Or maybe you are interested in a different type of correlation coefficients, and not so much in significance levels:

For other formatting options, do have a look at the source code on github.

Now, to make matters even easier, the package includes a second function (save_correlation_matrix) to directly save any created correlation matrices:

Once you open your new correlation matrix file in Excel, it is immediately ready to be copy-pasted into Word!

If you are looking for ways to visualize your correlations do have a look at the packages corrr, corrplot, or ppsr.

I hope this package is of help to you!

Do reach out if you get to use them in any of your research papers!

Sign up to keep up to date on the latest R, Data Science & Tech content:

68 thoughts on “Create a publication-ready correlation matrix, with significance levels, in R

  1. Great, thank you!
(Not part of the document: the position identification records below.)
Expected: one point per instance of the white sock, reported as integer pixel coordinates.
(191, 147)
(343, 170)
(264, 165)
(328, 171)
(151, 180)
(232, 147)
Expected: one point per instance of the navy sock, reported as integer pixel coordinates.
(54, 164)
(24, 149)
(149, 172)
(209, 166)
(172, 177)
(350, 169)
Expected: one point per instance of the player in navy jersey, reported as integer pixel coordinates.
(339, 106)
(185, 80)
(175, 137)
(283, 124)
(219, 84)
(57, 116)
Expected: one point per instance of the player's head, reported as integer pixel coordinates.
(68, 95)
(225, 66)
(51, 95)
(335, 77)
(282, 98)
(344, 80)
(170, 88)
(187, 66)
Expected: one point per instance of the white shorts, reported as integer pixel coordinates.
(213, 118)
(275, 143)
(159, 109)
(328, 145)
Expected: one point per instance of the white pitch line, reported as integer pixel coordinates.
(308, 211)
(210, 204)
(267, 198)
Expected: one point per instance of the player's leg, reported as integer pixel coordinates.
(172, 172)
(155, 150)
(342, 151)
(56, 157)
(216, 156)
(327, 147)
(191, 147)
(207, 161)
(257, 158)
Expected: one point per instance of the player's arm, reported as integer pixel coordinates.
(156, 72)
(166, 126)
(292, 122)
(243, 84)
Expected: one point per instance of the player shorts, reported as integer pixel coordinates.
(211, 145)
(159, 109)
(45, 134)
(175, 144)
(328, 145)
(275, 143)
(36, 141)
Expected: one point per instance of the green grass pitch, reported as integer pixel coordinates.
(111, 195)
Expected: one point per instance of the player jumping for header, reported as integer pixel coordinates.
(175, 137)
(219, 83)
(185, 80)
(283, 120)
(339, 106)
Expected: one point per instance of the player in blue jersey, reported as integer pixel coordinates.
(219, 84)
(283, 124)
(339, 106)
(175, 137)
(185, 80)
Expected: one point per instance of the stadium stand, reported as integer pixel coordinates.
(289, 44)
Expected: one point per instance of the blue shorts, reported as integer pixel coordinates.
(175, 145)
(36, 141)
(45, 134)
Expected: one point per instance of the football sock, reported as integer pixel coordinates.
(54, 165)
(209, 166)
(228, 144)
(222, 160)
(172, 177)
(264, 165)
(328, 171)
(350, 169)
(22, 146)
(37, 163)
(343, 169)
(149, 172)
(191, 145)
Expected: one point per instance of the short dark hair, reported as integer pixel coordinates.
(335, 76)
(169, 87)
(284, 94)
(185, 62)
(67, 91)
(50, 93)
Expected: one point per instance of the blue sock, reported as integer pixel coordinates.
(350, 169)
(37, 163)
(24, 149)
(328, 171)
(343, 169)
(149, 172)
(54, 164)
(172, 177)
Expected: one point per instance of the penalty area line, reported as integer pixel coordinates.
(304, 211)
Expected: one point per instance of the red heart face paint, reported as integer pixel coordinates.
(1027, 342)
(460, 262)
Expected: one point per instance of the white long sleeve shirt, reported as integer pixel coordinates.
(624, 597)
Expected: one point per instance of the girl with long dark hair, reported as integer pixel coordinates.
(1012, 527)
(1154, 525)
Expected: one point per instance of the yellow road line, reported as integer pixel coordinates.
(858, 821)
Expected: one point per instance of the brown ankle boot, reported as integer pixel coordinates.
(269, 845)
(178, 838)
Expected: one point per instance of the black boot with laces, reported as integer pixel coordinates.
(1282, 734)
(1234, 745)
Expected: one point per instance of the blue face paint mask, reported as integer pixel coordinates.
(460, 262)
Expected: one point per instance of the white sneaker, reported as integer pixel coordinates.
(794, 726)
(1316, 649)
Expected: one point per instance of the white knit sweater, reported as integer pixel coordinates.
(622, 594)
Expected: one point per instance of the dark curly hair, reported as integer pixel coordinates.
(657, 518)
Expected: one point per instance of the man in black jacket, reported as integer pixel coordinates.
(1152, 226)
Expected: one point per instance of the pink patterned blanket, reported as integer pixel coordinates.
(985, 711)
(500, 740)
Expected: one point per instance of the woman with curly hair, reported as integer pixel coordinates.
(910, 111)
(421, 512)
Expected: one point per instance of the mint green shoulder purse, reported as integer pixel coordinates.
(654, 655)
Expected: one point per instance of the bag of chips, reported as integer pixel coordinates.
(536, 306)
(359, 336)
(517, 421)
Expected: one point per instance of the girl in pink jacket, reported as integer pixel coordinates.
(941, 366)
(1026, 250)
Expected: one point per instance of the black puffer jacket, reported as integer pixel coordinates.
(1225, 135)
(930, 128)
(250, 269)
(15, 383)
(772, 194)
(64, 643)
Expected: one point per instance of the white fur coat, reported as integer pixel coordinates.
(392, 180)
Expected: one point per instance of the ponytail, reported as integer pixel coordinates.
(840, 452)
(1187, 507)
One question, can you use this package to calculate the correlation matrix split by groups? I have some experimental results with different treatments, and I am interested in the correlation matrix by treatment.
    Thanks!
    Gerardo

    Liked by 1 person

    1. Hi Gerardo. I am not currently in reach of a computer. Yet I think something like `lapply(split(df, group_var), correlation_matrix)` should work.
      Split first splits your df into a list with seperate dfs per group on the group_var, and then lapply applies the correlation_matrix function to each list element (split df), returning seperate correlation matrices in a list. Have a look at the split and lapply base function documentation for how they precisely work.

      Like

      1. Hi Paul,
        thank you for providing this great code. I was wondering, I too am trying to split up my correlation table (consisting of several health parameters, e.g., Diet, Check Up…), by a group variable (affective disorder vs. healthy control). For this purpose, I generated the following code:
        psychometric <- data.frame(df$DT_Mach_total,
        df$DT_Nar_total, df$DT_Psy_total,
        df$HB_Diet, df$HB_Substance,
        df$HB_CheckUp, df$HB_Activity,
        df$MEDAS_total,
        df$PSM_total, df$VAX_total,
        df$PHQ_total)
        correlation_matrix(psychometric, type = "pearson", digits = 2, use = 'upper', replace_diagonal = TRUE)
        splitdf 1 column

        I cannot find a solution for this problem, but would really like to print a table, as there are many variables… Can you maybe help me out?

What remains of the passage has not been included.